Tsukasa Hojo’s City Hunter is a foundational work for me, both in terms of my fandom and as a chief influence on my artistic taste and my style. It was one of the first shows I latched onto as a kid who had just moved to Japan looking for cool cartoons to watch. And man, was it cool - cool contemporary setting, cool music, cool “realistic” action, beautifully drawn women, and the coolest protagonist (when he wasn’t being a pervert - it was the 80s). It was utterly unlike any of the cartoons I watched back in the US and it made me feel like a whole new world of animation for adults had opened up to me.
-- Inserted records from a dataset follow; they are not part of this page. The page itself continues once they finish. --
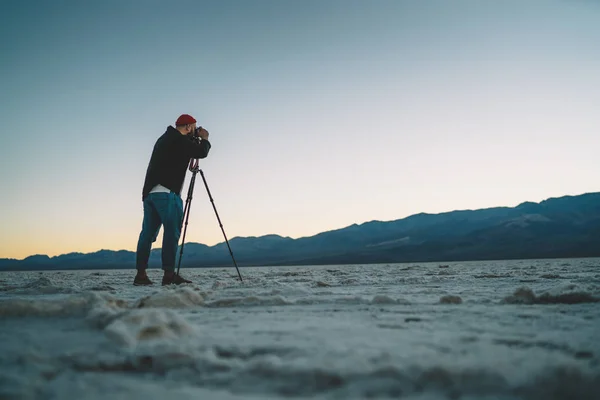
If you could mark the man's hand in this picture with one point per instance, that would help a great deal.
(203, 133)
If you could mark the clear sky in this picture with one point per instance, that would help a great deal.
(322, 113)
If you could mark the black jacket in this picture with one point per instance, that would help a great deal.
(170, 160)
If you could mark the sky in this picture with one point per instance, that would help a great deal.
(321, 113)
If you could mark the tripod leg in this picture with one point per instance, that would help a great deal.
(220, 224)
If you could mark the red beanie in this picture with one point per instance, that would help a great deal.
(185, 119)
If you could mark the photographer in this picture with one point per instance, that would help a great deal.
(161, 195)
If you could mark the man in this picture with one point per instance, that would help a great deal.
(161, 195)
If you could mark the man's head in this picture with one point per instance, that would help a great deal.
(185, 124)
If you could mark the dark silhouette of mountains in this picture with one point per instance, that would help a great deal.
(562, 227)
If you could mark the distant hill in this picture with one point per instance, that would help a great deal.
(567, 227)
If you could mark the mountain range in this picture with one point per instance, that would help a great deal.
(561, 227)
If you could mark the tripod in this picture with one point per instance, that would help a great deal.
(186, 212)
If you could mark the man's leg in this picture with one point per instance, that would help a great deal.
(172, 217)
(150, 227)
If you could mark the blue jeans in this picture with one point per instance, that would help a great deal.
(164, 209)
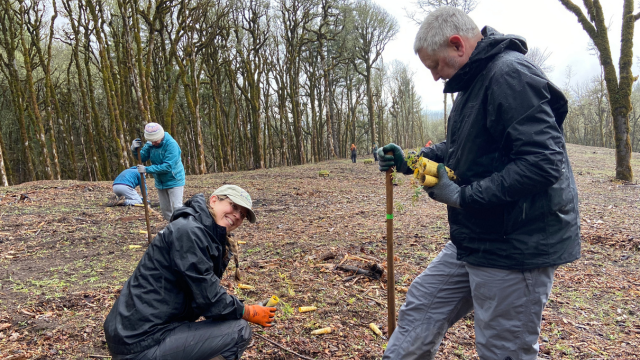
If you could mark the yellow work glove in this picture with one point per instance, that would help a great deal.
(427, 172)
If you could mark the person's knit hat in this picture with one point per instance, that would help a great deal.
(239, 196)
(153, 132)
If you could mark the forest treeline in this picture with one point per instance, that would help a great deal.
(240, 84)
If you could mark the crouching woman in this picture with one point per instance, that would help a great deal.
(178, 280)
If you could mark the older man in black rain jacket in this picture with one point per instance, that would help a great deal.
(513, 212)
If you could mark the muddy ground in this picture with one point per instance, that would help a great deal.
(64, 256)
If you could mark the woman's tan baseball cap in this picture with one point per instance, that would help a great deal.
(239, 196)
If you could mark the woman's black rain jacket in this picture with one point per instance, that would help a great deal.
(177, 280)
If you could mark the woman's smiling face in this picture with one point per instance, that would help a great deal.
(227, 213)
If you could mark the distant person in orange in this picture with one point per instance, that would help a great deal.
(353, 153)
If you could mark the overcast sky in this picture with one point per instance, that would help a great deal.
(545, 24)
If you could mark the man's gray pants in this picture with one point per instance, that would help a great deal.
(508, 308)
(130, 194)
(170, 199)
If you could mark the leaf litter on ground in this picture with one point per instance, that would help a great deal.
(64, 257)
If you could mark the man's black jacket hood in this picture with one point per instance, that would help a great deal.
(492, 44)
(176, 281)
(505, 143)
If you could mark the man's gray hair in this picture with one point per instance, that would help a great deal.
(440, 25)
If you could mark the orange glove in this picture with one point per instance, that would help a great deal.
(260, 315)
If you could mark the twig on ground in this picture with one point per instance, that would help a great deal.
(282, 347)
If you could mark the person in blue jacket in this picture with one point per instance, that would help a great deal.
(124, 188)
(166, 166)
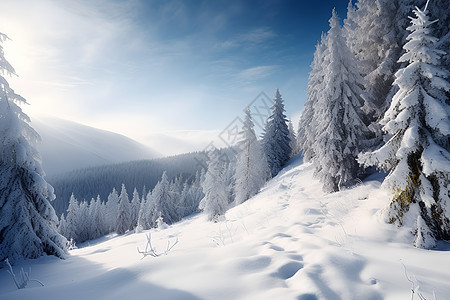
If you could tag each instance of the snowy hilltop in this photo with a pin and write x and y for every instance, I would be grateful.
(291, 241)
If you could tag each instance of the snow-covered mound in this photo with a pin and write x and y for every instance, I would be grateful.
(291, 241)
(68, 145)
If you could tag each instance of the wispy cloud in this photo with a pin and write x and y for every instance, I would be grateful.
(250, 39)
(255, 73)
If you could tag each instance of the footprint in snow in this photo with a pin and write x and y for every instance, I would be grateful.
(288, 270)
(280, 234)
(307, 297)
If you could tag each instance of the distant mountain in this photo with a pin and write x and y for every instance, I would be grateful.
(68, 145)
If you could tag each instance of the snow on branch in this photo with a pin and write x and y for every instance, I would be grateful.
(24, 277)
(150, 251)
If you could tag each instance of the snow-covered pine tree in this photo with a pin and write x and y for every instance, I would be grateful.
(71, 228)
(215, 202)
(340, 129)
(112, 206)
(28, 223)
(84, 222)
(276, 142)
(417, 154)
(135, 206)
(163, 202)
(98, 228)
(251, 167)
(372, 37)
(293, 138)
(307, 125)
(123, 212)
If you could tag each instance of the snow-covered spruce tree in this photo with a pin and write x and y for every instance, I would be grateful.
(293, 139)
(340, 129)
(276, 142)
(84, 222)
(215, 202)
(307, 125)
(112, 206)
(251, 167)
(27, 219)
(71, 221)
(123, 212)
(135, 206)
(372, 37)
(97, 216)
(417, 154)
(163, 202)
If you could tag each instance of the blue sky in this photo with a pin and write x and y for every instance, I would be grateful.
(161, 71)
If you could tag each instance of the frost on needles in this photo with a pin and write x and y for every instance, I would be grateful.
(417, 152)
(333, 123)
(27, 219)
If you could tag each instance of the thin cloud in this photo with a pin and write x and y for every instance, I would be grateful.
(249, 39)
(255, 73)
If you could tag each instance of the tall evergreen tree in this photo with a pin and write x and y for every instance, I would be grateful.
(123, 212)
(372, 36)
(97, 216)
(307, 125)
(293, 139)
(215, 202)
(112, 206)
(71, 229)
(135, 206)
(417, 154)
(251, 168)
(276, 142)
(164, 201)
(27, 219)
(340, 129)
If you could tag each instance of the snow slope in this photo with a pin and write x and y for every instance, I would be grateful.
(291, 241)
(68, 145)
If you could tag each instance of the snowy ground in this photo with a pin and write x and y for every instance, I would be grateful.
(289, 242)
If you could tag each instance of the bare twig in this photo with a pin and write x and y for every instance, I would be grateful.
(150, 251)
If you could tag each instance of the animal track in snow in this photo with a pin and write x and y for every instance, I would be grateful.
(288, 270)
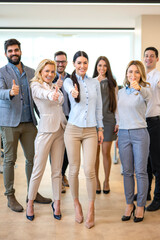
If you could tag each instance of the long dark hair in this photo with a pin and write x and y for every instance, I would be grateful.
(73, 75)
(111, 83)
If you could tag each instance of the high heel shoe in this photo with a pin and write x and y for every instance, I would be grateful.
(90, 224)
(105, 191)
(31, 218)
(127, 218)
(58, 217)
(79, 218)
(138, 219)
(98, 191)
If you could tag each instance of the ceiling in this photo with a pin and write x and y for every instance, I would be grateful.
(67, 15)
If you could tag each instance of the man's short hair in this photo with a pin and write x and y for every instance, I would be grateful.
(152, 49)
(59, 53)
(11, 42)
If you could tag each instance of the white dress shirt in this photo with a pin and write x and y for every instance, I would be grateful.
(153, 105)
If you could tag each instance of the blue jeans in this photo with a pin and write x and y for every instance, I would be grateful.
(134, 149)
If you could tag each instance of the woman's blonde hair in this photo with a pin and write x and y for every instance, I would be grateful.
(37, 76)
(141, 70)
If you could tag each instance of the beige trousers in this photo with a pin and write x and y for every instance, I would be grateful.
(46, 143)
(74, 138)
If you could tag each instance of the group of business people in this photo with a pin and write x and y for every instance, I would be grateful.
(96, 111)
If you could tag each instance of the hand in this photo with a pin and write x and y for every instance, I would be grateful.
(56, 94)
(135, 85)
(100, 77)
(59, 82)
(15, 89)
(100, 137)
(116, 129)
(74, 91)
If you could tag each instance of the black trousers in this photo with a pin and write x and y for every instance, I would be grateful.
(154, 155)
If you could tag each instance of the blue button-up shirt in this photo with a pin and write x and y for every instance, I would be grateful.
(88, 112)
(24, 92)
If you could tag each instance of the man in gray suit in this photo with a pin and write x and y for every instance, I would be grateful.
(17, 121)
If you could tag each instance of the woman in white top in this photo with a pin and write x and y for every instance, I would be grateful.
(48, 100)
(85, 115)
(133, 137)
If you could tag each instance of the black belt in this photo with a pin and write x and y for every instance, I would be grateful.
(153, 118)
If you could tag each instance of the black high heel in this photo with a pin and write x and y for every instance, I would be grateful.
(31, 218)
(137, 219)
(58, 217)
(127, 218)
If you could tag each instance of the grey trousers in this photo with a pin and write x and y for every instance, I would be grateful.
(46, 143)
(26, 133)
(134, 149)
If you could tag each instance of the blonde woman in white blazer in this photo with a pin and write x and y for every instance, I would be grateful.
(48, 99)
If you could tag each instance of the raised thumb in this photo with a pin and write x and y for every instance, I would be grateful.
(75, 86)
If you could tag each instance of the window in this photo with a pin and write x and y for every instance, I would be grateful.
(116, 45)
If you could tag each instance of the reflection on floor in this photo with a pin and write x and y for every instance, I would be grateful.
(108, 211)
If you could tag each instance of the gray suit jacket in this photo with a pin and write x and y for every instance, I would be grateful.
(11, 107)
(51, 112)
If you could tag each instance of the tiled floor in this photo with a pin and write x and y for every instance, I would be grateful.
(108, 211)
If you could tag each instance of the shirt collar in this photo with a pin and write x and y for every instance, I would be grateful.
(130, 90)
(80, 78)
(14, 66)
(151, 73)
(65, 74)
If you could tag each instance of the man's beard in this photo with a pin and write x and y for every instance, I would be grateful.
(15, 62)
(61, 71)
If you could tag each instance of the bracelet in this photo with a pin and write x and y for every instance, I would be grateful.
(101, 130)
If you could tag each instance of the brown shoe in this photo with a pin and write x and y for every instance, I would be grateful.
(65, 181)
(13, 204)
(63, 189)
(41, 199)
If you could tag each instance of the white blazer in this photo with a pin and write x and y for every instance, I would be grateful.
(51, 113)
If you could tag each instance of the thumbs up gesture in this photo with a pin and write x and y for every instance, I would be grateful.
(100, 77)
(15, 89)
(135, 85)
(59, 82)
(74, 91)
(56, 94)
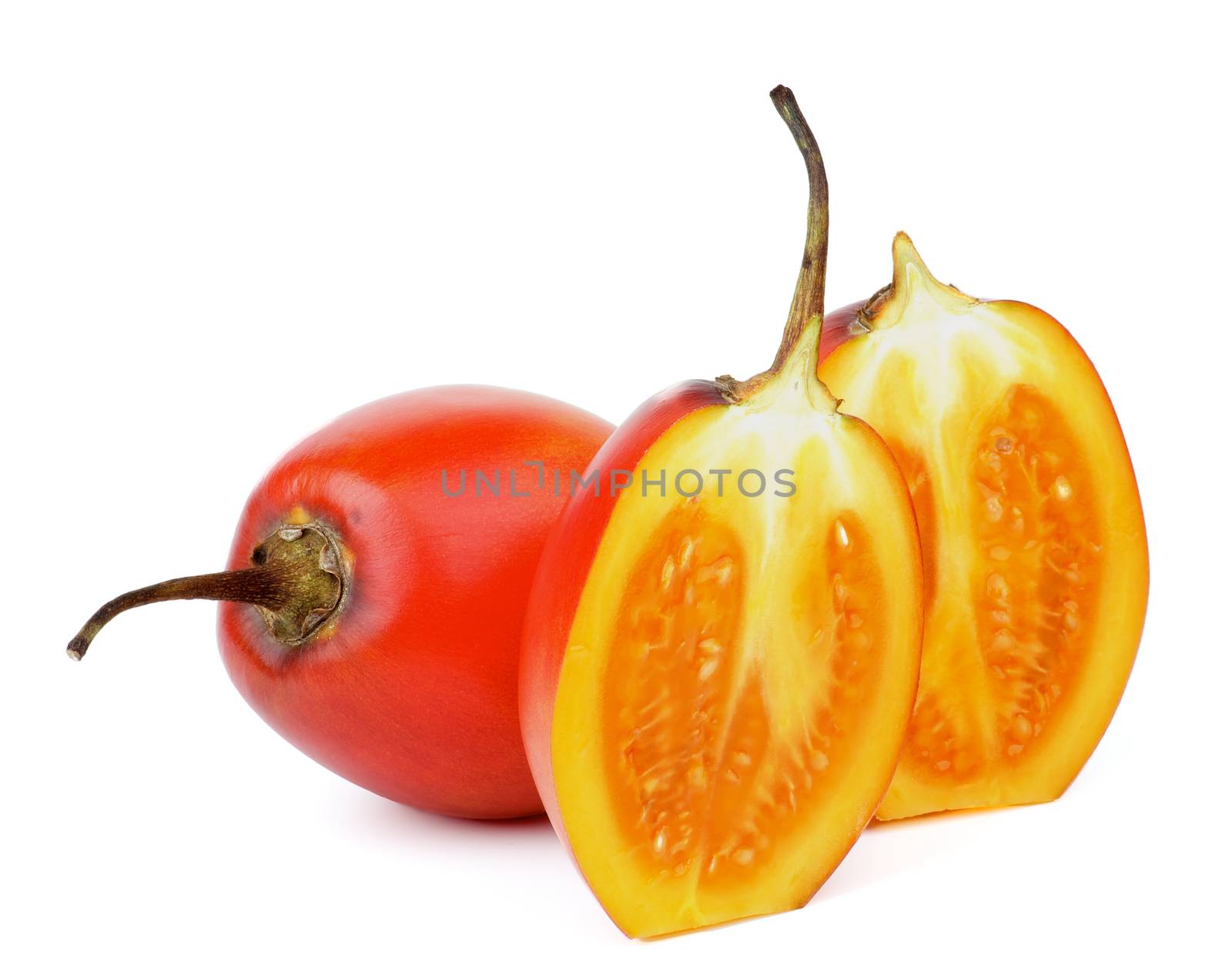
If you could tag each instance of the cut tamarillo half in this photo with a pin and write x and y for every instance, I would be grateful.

Little did pre-teen me know at the time, but it originated in Shonen Jump which was targeted at kids exactly my age.


I caught the new Netflix live-action adaption of City Hunter over the weekend and as a fan, I was really impressed by how it captured the spirit of the source material. Ryohei Suzuki was pitch perfect as Ryo, able to shift from sharp, cool operator to goofy lecher in the blink of an eye. Misato Morita was also great as Kaori. The plot was fairly goofy, but that’s also very City Hunter. Not a flawless movie but I had a lot of fun with it and I hope it’s successful enough to become a series.


I was still thinking about it the next day when I started drawing this little tribute piece of Ryohei Suzuki as Ryo Saeba.